I'm antisocial, I'm unresponsive, I'm proud, I rant too much, I'm a piece of emoshit, and my attitude does have some issues.
It makes perfect sense if no one cares, I totally understand.
So why're you being so nice to me?

You ain't at all the things I hoped to find,
but somehow, weirdly, it's quite enough.
& sometimes I don't even feel like I deserve having you here.

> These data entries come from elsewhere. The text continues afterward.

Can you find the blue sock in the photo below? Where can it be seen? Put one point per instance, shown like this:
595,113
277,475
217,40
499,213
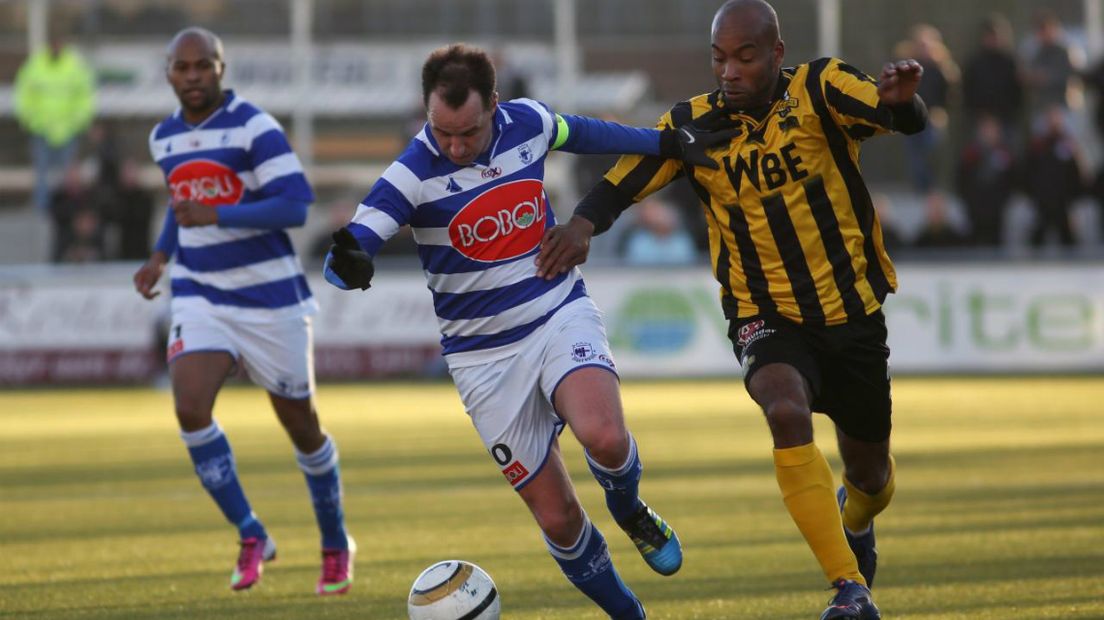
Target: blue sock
214,465
324,479
588,567
623,484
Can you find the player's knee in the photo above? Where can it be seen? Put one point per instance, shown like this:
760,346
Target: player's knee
562,525
870,477
788,418
608,446
192,414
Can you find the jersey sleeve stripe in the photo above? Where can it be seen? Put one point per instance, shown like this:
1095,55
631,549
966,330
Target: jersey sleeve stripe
404,180
548,123
382,223
849,106
279,166
368,238
562,132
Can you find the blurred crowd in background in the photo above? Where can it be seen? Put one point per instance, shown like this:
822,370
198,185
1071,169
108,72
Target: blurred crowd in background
1029,121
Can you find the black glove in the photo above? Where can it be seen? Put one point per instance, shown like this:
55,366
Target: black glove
690,143
348,266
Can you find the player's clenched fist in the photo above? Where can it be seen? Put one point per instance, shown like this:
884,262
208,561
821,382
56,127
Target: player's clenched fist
348,266
191,213
147,276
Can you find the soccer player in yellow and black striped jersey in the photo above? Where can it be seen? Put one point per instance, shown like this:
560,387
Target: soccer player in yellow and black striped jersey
797,249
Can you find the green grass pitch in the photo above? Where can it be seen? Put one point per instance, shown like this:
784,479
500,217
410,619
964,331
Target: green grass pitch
999,511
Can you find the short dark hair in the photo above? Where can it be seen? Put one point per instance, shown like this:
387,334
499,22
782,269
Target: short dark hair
455,71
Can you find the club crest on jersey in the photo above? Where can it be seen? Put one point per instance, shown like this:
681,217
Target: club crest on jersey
582,352
505,222
515,473
205,181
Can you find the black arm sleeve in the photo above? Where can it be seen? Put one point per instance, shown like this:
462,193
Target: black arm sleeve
911,117
603,204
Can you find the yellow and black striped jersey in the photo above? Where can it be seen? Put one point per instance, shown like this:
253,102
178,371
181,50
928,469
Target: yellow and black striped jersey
792,228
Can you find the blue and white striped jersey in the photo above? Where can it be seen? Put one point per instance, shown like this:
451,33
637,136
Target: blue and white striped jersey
478,227
237,155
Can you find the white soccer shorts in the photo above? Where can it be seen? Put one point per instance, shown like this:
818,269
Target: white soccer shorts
277,355
510,399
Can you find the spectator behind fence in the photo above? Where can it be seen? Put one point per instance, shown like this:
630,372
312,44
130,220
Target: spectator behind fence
75,221
54,102
941,76
1051,70
891,234
991,81
1054,178
937,231
658,237
985,180
129,210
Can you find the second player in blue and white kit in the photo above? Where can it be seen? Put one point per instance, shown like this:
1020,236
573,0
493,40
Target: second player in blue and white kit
239,295
527,354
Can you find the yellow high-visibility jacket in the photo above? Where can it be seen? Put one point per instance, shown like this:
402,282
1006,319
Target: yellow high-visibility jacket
55,97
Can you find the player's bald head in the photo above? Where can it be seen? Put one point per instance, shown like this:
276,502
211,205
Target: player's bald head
753,14
195,34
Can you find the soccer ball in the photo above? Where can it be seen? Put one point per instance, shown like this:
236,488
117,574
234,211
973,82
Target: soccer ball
454,589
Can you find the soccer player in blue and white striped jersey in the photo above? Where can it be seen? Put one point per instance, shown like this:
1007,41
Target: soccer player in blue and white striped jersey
527,354
239,294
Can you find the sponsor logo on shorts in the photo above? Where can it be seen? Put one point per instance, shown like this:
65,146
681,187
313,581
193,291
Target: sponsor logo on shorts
515,473
174,349
288,387
752,332
582,352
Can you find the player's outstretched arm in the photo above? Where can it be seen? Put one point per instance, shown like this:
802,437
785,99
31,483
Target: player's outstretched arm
564,246
347,266
691,143
899,82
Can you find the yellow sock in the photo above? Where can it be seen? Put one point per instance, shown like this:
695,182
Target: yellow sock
860,509
807,490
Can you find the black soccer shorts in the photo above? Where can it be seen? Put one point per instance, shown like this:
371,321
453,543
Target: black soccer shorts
847,366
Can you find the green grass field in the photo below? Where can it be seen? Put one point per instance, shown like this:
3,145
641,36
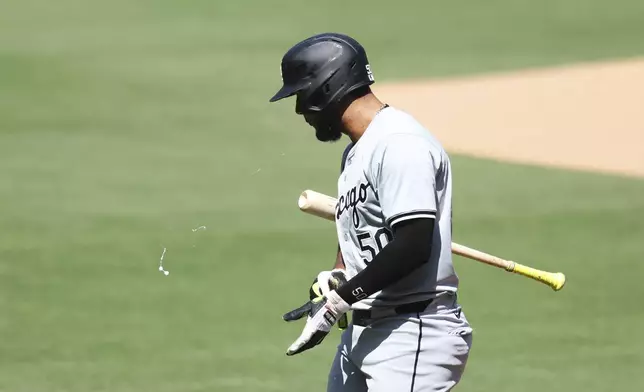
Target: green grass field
124,125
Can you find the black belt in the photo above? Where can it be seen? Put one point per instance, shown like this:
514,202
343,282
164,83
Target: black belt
364,317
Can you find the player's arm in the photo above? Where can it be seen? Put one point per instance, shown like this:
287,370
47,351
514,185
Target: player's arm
339,261
403,174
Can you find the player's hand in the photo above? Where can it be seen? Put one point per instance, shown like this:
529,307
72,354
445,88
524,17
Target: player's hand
322,313
325,282
331,280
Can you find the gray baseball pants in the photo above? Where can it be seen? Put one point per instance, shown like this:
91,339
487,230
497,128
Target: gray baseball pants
417,352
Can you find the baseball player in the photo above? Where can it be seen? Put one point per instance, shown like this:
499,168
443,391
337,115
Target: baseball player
393,218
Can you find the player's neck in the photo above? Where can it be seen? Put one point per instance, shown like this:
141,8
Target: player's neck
359,114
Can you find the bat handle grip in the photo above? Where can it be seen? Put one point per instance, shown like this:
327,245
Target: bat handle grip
555,280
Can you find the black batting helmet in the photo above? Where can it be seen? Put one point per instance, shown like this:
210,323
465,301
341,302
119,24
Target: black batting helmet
321,70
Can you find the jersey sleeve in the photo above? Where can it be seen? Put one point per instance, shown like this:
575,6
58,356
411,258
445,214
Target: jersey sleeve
404,178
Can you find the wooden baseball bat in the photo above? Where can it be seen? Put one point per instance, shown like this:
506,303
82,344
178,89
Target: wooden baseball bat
323,206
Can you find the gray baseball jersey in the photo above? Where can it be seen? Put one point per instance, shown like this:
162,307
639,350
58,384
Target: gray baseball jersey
396,171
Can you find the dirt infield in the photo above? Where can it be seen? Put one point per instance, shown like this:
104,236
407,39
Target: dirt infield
584,117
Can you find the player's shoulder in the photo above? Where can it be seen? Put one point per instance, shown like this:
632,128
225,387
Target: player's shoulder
403,129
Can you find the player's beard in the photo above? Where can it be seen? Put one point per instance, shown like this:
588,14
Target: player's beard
325,130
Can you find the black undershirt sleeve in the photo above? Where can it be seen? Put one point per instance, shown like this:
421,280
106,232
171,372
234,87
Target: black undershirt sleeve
409,249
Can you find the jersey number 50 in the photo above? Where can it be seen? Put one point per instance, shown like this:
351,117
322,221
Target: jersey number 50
366,241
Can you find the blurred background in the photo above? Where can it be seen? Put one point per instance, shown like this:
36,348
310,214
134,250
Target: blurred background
127,125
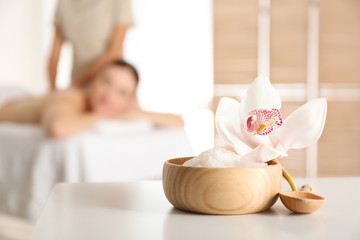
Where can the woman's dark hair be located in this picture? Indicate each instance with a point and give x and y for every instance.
(124, 64)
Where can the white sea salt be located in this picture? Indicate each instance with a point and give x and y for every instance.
(221, 158)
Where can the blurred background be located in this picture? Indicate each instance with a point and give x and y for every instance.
(309, 49)
(191, 53)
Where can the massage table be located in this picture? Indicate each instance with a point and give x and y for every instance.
(31, 163)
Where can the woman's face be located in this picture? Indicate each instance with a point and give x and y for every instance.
(113, 90)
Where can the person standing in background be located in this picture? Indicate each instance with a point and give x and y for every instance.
(96, 29)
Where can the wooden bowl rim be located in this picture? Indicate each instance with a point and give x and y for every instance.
(274, 163)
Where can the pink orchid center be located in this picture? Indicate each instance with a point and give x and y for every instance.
(263, 121)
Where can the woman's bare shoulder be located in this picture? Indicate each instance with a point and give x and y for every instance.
(74, 96)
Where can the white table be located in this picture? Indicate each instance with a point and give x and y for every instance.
(139, 210)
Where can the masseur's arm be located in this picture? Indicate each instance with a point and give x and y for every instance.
(113, 52)
(54, 57)
(64, 117)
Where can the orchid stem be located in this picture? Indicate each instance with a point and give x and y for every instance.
(289, 179)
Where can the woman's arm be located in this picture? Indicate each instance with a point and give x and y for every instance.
(113, 52)
(54, 57)
(64, 117)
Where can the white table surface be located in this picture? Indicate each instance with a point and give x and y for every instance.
(139, 210)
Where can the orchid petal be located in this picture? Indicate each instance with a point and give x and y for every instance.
(264, 153)
(260, 95)
(226, 115)
(303, 127)
(254, 140)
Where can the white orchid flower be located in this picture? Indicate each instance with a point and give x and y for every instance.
(255, 128)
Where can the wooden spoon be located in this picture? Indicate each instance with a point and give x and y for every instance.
(301, 201)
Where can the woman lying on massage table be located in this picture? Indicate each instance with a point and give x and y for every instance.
(112, 95)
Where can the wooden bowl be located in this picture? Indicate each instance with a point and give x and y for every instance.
(221, 190)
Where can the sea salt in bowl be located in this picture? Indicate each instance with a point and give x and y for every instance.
(221, 190)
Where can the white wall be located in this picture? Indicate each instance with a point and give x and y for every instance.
(21, 39)
(171, 45)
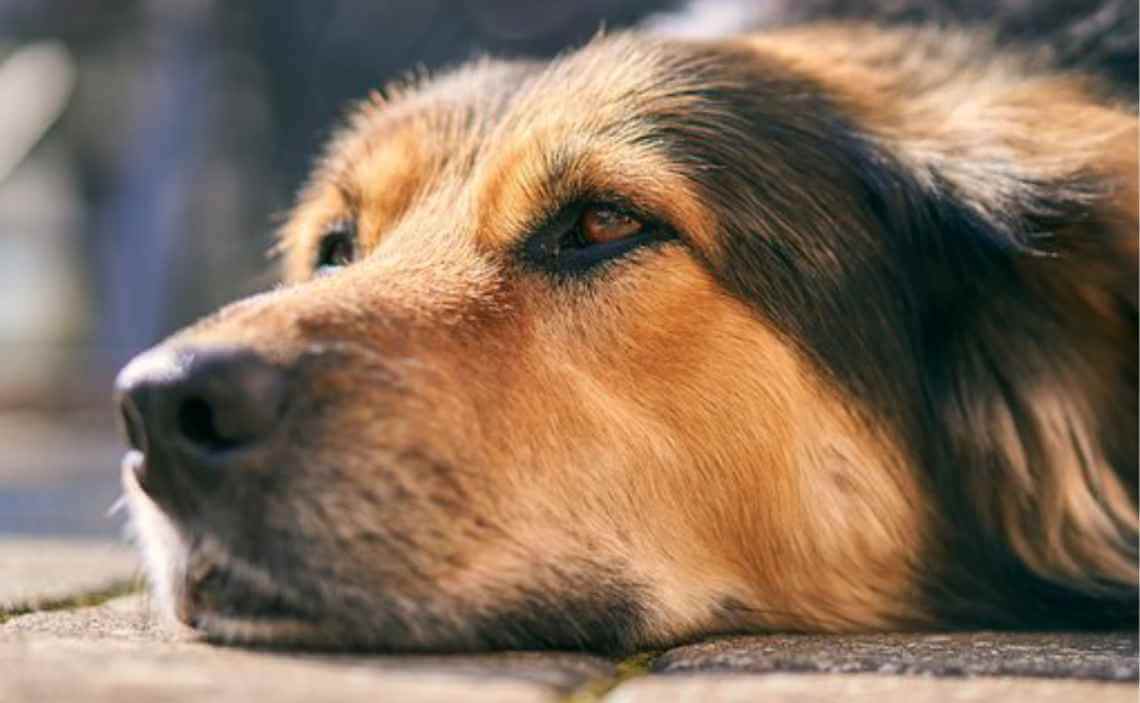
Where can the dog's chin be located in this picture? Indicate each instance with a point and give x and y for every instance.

Because when I smile, I never mean it. Okay, maybe once in a while I do, but still. It's not that I don't try, I swear I really do. When I think about it, perhaps the only reason why I smile is for you.

Come,
let's go ride on the ferris wheel.
(:

-

Meepoh's newest entry makes me sad, and at the same time glad. I MISS BESTIE \:

Life in NJ isn't exactly yipadeedoo nowadays, in fact it tips right down to the lousy scale. But I'm happy that we still keep in touch, that our phone conversations though not as frequent are still existant, and that there're times when you miss me as much as I miss you. I'm super glad that I know I've still got you to count on, even if the whole world decides to turn its back on me I don't give a shit about it. Because I've already got what I need.

More than once I've wondered if staying in NJ was the right choice, maybe if I've hopped over to your school when I still had the chance we'd be happily together somehow. (hell, we'd have been in the same frickin cca!) For the past 6(?) years it's been like that, I guess moving on with life without you just doesn't seem quite right. Damn babe, I love you damn fucking much and you better know it.

-

People tell themselves things that they don't mean, convince themselves of things that they know aren't really true.

I laugh at these idiots sometimes, but

What's so bad about a bit of self-denial anyway?